Contre moi-même enfin j’osai me révolter : Phèdre = sujet clivé, oser : entreprend une action
J’excitai mon courage à le persécuter : Phèdre essaie de reprendre le contrôle d’elle-même, d’agir et de
ne plus être agis : rôle de tortionnaire.
persécuter : terme fort violent : Tourmenter par des traitements cruels = inspire terreur
Affecter : Joue la comédie, simuler, se fait passer pour une méchante belle-mère : rimes riches opposent
idolâtre/marâtre : associent adoration et persécution, l’une étant la cause de l’autre
épithète “injuste” : effet d’insistance voire redondance. Mots mis en valeur à la césure : ennemi, chagrin,
exil : termes négatifs hyperboliques : amour proche de la haine
Je pressai son exil ; et mes cris éternels
L’arrachèrent du sein et des bras paternels.

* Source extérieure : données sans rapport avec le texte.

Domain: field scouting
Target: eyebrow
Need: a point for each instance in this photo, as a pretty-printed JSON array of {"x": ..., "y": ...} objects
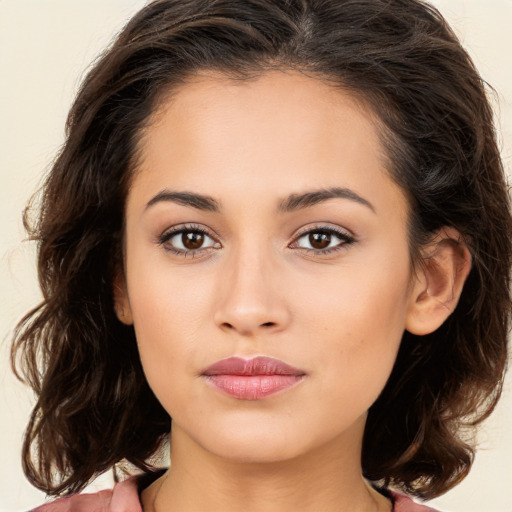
[
  {"x": 198, "y": 201},
  {"x": 292, "y": 203},
  {"x": 307, "y": 199}
]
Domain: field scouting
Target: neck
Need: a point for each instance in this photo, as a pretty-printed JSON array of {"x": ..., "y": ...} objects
[{"x": 328, "y": 478}]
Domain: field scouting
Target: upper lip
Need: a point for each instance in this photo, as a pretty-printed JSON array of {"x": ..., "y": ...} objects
[{"x": 260, "y": 365}]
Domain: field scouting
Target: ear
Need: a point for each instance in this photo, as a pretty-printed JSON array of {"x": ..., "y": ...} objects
[
  {"x": 121, "y": 300},
  {"x": 438, "y": 282}
]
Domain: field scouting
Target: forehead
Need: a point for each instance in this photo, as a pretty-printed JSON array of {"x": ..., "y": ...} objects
[{"x": 280, "y": 132}]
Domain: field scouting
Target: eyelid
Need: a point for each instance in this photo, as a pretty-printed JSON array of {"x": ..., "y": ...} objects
[
  {"x": 171, "y": 232},
  {"x": 347, "y": 238}
]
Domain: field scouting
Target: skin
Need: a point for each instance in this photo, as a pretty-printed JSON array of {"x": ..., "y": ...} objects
[{"x": 257, "y": 287}]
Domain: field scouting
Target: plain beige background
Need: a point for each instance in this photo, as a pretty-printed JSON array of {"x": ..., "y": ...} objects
[{"x": 45, "y": 46}]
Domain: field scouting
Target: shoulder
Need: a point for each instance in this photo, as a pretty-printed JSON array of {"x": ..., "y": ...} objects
[
  {"x": 403, "y": 503},
  {"x": 123, "y": 498}
]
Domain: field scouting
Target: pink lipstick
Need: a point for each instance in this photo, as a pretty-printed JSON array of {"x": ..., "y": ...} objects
[{"x": 252, "y": 379}]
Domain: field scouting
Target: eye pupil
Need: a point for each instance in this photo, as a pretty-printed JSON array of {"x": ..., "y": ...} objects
[
  {"x": 192, "y": 240},
  {"x": 319, "y": 240}
]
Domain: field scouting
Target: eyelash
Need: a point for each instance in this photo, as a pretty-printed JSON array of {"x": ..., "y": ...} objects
[{"x": 344, "y": 236}]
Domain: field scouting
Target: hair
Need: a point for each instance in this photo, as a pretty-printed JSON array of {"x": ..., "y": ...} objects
[{"x": 94, "y": 406}]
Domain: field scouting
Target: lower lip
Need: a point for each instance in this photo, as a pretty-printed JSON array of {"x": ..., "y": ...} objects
[{"x": 253, "y": 387}]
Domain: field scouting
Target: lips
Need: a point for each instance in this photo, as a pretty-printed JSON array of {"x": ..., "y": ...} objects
[{"x": 252, "y": 379}]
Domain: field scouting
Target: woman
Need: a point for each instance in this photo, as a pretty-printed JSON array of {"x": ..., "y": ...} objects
[{"x": 285, "y": 226}]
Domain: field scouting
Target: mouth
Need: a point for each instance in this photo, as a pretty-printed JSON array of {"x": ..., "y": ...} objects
[{"x": 252, "y": 379}]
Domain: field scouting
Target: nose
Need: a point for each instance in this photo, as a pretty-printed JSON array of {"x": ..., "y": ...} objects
[{"x": 251, "y": 298}]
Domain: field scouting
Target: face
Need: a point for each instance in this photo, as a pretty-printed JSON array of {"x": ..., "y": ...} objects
[{"x": 262, "y": 222}]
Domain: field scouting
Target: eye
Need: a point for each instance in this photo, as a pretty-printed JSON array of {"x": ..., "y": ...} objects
[
  {"x": 187, "y": 240},
  {"x": 323, "y": 240}
]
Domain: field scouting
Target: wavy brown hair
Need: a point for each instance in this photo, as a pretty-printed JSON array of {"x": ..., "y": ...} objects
[{"x": 94, "y": 407}]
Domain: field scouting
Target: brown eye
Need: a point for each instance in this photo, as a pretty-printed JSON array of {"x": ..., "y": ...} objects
[
  {"x": 323, "y": 240},
  {"x": 192, "y": 240},
  {"x": 319, "y": 240},
  {"x": 184, "y": 241}
]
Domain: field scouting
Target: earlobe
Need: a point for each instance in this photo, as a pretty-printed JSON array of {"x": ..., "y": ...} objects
[
  {"x": 121, "y": 301},
  {"x": 438, "y": 282}
]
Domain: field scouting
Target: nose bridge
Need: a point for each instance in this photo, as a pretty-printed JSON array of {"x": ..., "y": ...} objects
[{"x": 249, "y": 298}]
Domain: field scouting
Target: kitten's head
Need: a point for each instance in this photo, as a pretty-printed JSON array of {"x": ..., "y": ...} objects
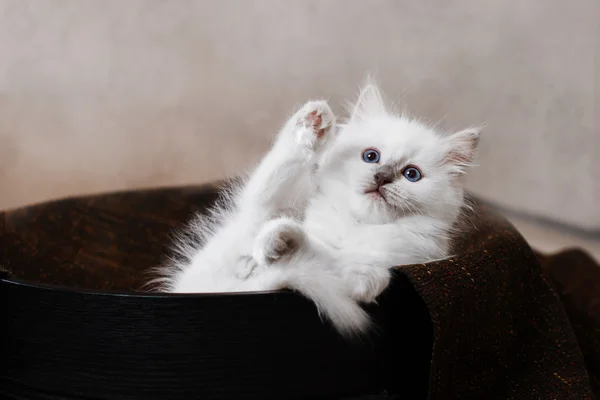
[{"x": 385, "y": 166}]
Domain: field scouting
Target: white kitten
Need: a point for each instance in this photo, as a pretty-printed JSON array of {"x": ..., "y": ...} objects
[{"x": 329, "y": 214}]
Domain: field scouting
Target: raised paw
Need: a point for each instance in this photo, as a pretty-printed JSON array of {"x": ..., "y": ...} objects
[
  {"x": 366, "y": 282},
  {"x": 315, "y": 123},
  {"x": 277, "y": 239},
  {"x": 245, "y": 266}
]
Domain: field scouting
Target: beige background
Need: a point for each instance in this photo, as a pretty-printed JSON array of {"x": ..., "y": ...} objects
[{"x": 100, "y": 95}]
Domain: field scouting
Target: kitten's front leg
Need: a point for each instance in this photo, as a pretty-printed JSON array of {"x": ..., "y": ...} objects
[
  {"x": 277, "y": 239},
  {"x": 282, "y": 181},
  {"x": 365, "y": 282}
]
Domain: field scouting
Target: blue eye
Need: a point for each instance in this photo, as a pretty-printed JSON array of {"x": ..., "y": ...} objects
[
  {"x": 371, "y": 156},
  {"x": 412, "y": 174}
]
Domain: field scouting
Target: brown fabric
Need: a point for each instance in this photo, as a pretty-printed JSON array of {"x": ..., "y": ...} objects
[
  {"x": 501, "y": 331},
  {"x": 576, "y": 277}
]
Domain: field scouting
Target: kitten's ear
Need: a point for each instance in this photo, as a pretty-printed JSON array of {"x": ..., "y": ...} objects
[
  {"x": 461, "y": 149},
  {"x": 369, "y": 103}
]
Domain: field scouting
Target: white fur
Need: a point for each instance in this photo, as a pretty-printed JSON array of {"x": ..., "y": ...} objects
[{"x": 303, "y": 220}]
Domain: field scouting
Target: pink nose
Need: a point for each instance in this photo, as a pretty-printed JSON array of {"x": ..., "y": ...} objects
[{"x": 382, "y": 178}]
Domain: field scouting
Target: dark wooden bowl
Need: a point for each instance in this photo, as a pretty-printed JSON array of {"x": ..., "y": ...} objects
[{"x": 75, "y": 324}]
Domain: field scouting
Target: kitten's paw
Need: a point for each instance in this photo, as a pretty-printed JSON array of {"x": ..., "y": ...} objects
[
  {"x": 245, "y": 266},
  {"x": 277, "y": 238},
  {"x": 315, "y": 123},
  {"x": 367, "y": 282}
]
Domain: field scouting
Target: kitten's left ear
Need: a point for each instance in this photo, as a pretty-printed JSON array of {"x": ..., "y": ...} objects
[
  {"x": 461, "y": 148},
  {"x": 369, "y": 103}
]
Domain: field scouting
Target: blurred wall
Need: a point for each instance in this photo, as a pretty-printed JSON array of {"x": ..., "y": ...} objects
[{"x": 113, "y": 94}]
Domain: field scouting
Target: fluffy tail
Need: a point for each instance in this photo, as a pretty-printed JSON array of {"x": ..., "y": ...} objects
[{"x": 332, "y": 300}]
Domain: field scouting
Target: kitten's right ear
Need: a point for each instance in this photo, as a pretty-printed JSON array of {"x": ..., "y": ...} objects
[{"x": 369, "y": 103}]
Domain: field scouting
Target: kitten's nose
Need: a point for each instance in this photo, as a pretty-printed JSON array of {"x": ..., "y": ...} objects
[{"x": 381, "y": 178}]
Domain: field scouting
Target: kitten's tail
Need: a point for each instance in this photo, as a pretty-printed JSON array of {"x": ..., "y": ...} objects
[{"x": 332, "y": 300}]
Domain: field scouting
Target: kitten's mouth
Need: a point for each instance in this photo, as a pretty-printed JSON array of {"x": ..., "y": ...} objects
[{"x": 375, "y": 193}]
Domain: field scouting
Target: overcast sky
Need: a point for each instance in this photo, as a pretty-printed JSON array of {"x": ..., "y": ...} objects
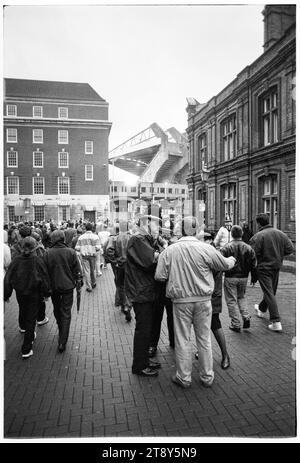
[{"x": 144, "y": 60}]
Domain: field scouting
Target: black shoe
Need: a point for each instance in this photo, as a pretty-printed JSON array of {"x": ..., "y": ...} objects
[
  {"x": 127, "y": 315},
  {"x": 146, "y": 372},
  {"x": 154, "y": 365},
  {"x": 225, "y": 362},
  {"x": 246, "y": 323},
  {"x": 152, "y": 352},
  {"x": 235, "y": 328},
  {"x": 61, "y": 348}
]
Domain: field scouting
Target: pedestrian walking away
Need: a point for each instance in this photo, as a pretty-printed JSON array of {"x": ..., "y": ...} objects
[
  {"x": 235, "y": 281},
  {"x": 28, "y": 276},
  {"x": 140, "y": 290},
  {"x": 88, "y": 245},
  {"x": 65, "y": 272},
  {"x": 187, "y": 267},
  {"x": 270, "y": 246}
]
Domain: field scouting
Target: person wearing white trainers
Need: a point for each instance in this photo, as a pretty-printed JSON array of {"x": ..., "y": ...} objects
[
  {"x": 270, "y": 246},
  {"x": 28, "y": 276}
]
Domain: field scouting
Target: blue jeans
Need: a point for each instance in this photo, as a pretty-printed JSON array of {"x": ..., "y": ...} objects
[
  {"x": 62, "y": 305},
  {"x": 234, "y": 292},
  {"x": 185, "y": 315},
  {"x": 89, "y": 267}
]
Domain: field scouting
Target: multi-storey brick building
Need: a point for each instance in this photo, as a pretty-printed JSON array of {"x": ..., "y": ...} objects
[
  {"x": 242, "y": 141},
  {"x": 55, "y": 151}
]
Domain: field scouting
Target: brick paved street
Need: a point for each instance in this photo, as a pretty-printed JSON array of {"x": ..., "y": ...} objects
[{"x": 89, "y": 390}]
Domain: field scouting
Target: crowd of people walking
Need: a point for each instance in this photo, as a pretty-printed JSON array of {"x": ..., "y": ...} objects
[{"x": 184, "y": 270}]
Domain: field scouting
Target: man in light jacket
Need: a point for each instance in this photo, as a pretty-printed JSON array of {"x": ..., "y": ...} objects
[{"x": 187, "y": 266}]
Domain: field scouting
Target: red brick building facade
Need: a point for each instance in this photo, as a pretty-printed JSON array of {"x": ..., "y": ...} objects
[
  {"x": 55, "y": 151},
  {"x": 242, "y": 141}
]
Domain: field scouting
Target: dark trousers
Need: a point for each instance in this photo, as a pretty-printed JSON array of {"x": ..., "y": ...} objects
[
  {"x": 268, "y": 280},
  {"x": 143, "y": 316},
  {"x": 62, "y": 304},
  {"x": 42, "y": 310},
  {"x": 160, "y": 304},
  {"x": 28, "y": 310}
]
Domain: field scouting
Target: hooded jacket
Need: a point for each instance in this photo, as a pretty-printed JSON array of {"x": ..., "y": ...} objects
[{"x": 140, "y": 268}]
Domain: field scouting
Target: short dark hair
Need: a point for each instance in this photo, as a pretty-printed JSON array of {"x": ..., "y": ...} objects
[
  {"x": 236, "y": 232},
  {"x": 262, "y": 219}
]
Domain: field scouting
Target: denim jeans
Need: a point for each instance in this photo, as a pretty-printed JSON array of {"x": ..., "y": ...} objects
[
  {"x": 89, "y": 267},
  {"x": 234, "y": 292},
  {"x": 185, "y": 315},
  {"x": 268, "y": 280},
  {"x": 141, "y": 341}
]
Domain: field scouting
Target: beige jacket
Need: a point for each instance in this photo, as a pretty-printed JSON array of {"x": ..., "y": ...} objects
[{"x": 187, "y": 266}]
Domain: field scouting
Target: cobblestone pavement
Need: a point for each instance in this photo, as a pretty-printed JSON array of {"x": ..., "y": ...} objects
[{"x": 89, "y": 391}]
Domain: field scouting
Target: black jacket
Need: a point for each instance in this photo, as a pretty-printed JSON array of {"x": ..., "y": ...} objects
[
  {"x": 140, "y": 269},
  {"x": 63, "y": 267},
  {"x": 27, "y": 275},
  {"x": 270, "y": 246},
  {"x": 245, "y": 259}
]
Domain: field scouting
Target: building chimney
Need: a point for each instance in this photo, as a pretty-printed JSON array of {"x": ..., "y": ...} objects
[{"x": 277, "y": 19}]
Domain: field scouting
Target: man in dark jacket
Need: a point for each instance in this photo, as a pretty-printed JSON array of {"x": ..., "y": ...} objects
[
  {"x": 65, "y": 272},
  {"x": 270, "y": 246},
  {"x": 140, "y": 290},
  {"x": 235, "y": 282}
]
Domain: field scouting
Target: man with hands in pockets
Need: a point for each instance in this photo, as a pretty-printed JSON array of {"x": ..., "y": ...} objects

Enjambement final : verbe « arrachèrent » traduit la violence : Phèdre est la cause de la rupture entre le
père et le fils, le fils est chassé du palais. Termes “seins et bras” qui se rapportent au corps : manifestent
la rupture du lien biologique entre le père et le fils, annonce la catastrophe finale : La malédiction finale
de Thésée contre son fils, qui entraînera sa mort. Phèdre ni coupable ni victime.

Conclusion :

À travers cette tirade, le personnage de Phèdre concentre les exigences de la tragédie classique :
poursuivi par la vengeance de Vénus, la passion qu’elle ressent pour Hippolyte en fait à la fois une
victime, innocente, mais aussi une criminelle au coeur coupable, et une idolâtre. Le récit qu’elle fait de
ses souffrances inspire à la fois la pitié et la terreur. Le spectateur est terrifié par la violence des
sentiments mais il ne peut s’empêcher de compatir en voyant les tentatives désespérées de Phèdre pour
apaiser la colère de Vénus. Après avoir longtemps dissimulé les élans de son cœur, Phèdre laisse aller sa
confidence jusqu’à montrer toute la violence et toute la douleur du sentiment qu’elle éprouve pour son
beau-fils. Dans sa bouche, alors qu’on entend la voix d’une femme au bord de la folie, la naissance de son
amour pour Hippolyte est racontée comme un coup de foudre, en dépit des luttes constantes qu’elle a
menées pour éloigner l’objet de son affection de ses pensées et de son obsession.